Coun. Diane Colley-Urquhart introduced the idea in April 2015 during a discussion about the city's FOIP processing costs, suggesting it would be a way to discourage reporters from filing so many requests.
"I raise this because … a lot of the inquiries are generated by the media," Colley-Urquhart said during the April 27, 2015 council meeting. "And they want an exclusive on the story but the minute that it's going to be simultaneously released and become public information..."
"...They lose their scoop," Nenshi interjected, finishing her sentence as she struggled to find the right words.
"Yeah," Colley-Urquhart replied. "And there's a decrease in the number of these things. So I just want to know if this is possible and what the merits of it would be."
'Nefarious or vexatious' scoops
This week, Colley-Urquhart reiterated her concern about the number of FOIP requests the city receives and "the amount of time and effort and taxpayer dollars" that go into fulfilling them.
"Hundreds and hundreds of hours are taken up by these FOIP requests that come in," she said at Monday's council meeting.
She acknowledged the need for investigative journalism, but questioned the motives of some journalists.
"Media scoops are great, absolutely," Colley-Urquhart said. "Whether they're nefarious or vexatious, or whether they're worthy or not, who knows?"
Media accounts for 6.7% of FOIP requests
The city tracks how many FOIP requests it receives and classifies them by the type of applicant.
In 2015, there were 379 requests and, of those, 25 came from "media."
That's 6.7 per cent of the total.
The most frequent applicant type was "business," which made up 45.6 per cent of FOIP requests, followed by "personal," at 21.4 per cent.
Holman said Alberta tends to see fewer FOIP requests, in general, than other provinces because it costs more to file them here.
Individual requests must come with a $25 fee in Alberta, he noted, while in other provinces the requests cost $5 each or are free to file.
There are often additional costs to receive documents, depending on the volume of information requested.
'Proactive' or 'reactive' disclosure?
In a report to council, city staff warned of numerous risks associated with the simultaneous disclosure of FOIP documents.
"Making the response publicly available at the same time it is released to the applicant could remove this incentive for applicants to make FOIP requests and result in less transparency," the report reads.
"Failure to consider all factors could lead to mistakes in releasing inappropriate information," it adds.

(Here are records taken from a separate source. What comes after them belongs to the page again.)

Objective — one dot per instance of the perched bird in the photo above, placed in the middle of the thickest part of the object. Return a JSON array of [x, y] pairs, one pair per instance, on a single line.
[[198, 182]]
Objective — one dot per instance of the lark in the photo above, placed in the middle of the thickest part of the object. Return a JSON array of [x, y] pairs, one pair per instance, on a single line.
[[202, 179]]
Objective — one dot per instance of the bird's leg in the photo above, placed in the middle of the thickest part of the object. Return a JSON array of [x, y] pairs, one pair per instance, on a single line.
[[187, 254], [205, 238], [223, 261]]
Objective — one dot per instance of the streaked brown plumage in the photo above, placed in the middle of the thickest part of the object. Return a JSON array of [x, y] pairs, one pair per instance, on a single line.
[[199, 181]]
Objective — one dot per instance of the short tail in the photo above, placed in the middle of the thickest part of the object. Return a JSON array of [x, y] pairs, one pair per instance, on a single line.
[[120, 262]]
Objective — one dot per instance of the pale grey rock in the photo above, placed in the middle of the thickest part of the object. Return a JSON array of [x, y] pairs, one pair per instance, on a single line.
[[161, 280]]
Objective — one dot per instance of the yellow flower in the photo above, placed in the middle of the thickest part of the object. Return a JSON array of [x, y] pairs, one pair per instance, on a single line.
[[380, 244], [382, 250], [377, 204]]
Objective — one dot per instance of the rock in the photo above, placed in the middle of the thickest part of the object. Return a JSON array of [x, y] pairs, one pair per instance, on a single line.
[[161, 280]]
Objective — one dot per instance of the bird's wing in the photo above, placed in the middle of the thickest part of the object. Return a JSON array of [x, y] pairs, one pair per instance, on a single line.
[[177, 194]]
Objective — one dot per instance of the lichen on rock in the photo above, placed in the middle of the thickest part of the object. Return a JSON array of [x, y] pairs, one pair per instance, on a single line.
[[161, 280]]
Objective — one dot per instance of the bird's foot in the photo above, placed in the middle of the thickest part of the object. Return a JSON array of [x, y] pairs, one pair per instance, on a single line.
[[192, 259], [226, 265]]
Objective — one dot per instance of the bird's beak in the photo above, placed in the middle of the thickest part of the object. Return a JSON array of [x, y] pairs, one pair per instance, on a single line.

As a result, city staff are also advising a different route, one of so-called "proactive" rather than "simultaneous" disclosure.
"Proactive disclosure is the practice of making information available to the public without the necessity of a formal FOIP request," the report reads.
But Holman is skeptical of council following through on that, especially as part of a process that began with a call to adopt the document-dump approach of fulfilling FOIP requests.
"I think the City of Calgary is being a bit Orwellian in categorizing it the way it is," he said.
"This is not a proactive release policy. This is a reactive release policy. If it was a proactive release policy, then the City of Calgary would be releasing broad categories of documents without anyone asking for them. A reactive release policy is one where someone asks for the record and then the city, begrudgingly sometimes, puts it out there."
The draft policy is to come back to council by March and, if approved, Nenshi said it could take effect by fall 2017.